Au-delà de ce seuil, plus ton chiffre d’affaires progresse, plus tu risques de basculer dans une tranche supérieure de la base minimale. C’est une bonne raison de suivre de près l’évolution de ton activité, au même titre que tu surveilles déjà tes cotisations sociales sur le taux de cotisations URSSAF 2026 ou l’impact de ta fiscalité personnelle sur ton revenu réel.
Que faire si tu reçois un avis de CFE que tu juges erroné
Tu as reçu un avis qui te semble injustifié, trop élevé, ou qui ne tient pas compte d’une exonération à laquelle tu penses avoir droit ? La première chose à faire est de vérifier les éléments retenus par l’administration : adresse, surface, chiffre d’affaires de référence. Une bonne partie des erreurs viennent d’une déclaration 1447-C ou 1447-M incomplète ou jamais transmise.
Si tu constates une erreur manifeste, tu peux déposer une réclamation directement depuis ton espace professionnel sur impots.gouv.fr, dans la messagerie sécurisée, en précisant les éléments contestés.
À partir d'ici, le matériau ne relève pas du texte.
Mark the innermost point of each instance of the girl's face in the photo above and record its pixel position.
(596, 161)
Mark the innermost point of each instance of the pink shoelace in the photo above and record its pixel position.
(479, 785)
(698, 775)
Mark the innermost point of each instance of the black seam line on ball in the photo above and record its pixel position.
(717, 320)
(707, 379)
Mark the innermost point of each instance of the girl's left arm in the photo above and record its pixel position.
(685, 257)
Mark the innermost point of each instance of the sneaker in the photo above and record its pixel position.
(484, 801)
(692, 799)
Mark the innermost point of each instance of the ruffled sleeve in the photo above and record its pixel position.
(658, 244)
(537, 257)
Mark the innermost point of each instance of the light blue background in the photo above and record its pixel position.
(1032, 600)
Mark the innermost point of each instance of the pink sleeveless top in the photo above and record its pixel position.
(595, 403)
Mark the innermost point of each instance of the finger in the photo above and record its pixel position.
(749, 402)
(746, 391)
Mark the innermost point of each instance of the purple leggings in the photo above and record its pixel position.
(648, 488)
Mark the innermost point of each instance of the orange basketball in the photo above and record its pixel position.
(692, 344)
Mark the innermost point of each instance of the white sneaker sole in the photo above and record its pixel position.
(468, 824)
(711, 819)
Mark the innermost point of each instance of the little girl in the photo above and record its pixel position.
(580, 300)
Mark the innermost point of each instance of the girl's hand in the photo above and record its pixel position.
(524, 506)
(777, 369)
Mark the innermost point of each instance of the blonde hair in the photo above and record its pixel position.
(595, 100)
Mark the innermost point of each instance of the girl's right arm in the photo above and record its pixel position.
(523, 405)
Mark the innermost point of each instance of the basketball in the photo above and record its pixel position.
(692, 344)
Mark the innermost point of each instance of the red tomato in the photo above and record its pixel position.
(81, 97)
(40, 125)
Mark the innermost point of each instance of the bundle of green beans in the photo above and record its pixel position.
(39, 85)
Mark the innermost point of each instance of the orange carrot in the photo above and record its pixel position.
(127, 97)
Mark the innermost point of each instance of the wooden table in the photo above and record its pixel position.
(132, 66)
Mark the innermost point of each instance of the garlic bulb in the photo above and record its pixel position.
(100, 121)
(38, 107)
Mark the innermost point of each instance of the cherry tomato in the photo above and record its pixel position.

Il est aussi possible de contacter ton service des impôts des entreprises (SIE) par téléphone ou sur rendez-vous pour clarifier la situation avant de réclamer formellement.
Dans tous les cas, ne laisse pas passer l’échéance de paiement en attendant une réponse : une réclamation ne suspend pas automatiquement l’obligation de payer. Tu peux régler l’avis puis obtenir un remboursement si ta réclamation aboutit, ce qui évite les pénalités de retard pendant l’instruction du dossier.
Notre calendrier des démarches CFE à ne pas manquer
Pour ne plus jamais te faire surprendre, voici les échéances à retenir chaque année :
- Au plus tard le 31 décembre de l’année de création : dépôt du formulaire 1447-C auprès de ton SIE.
- Au plus tard le 2e jour ouvré suivant le 1er mai de l’année précédant l’imposition : dépôt du formulaire 1447-M-SD si tu demandes une exonération ou signales une modification (locaux, surface, cessation d’activité).
- Au plus tard le 15 juin : paiement de l’acompte de CFE si ta cotisation de l’année précédente dépassait 3 000 euros et que tu n’es pas mensualisé.
- Au plus tard le 15 décembre : paiement du solde de CFE, sauf report exceptionnel au 15 février de l’année suivante.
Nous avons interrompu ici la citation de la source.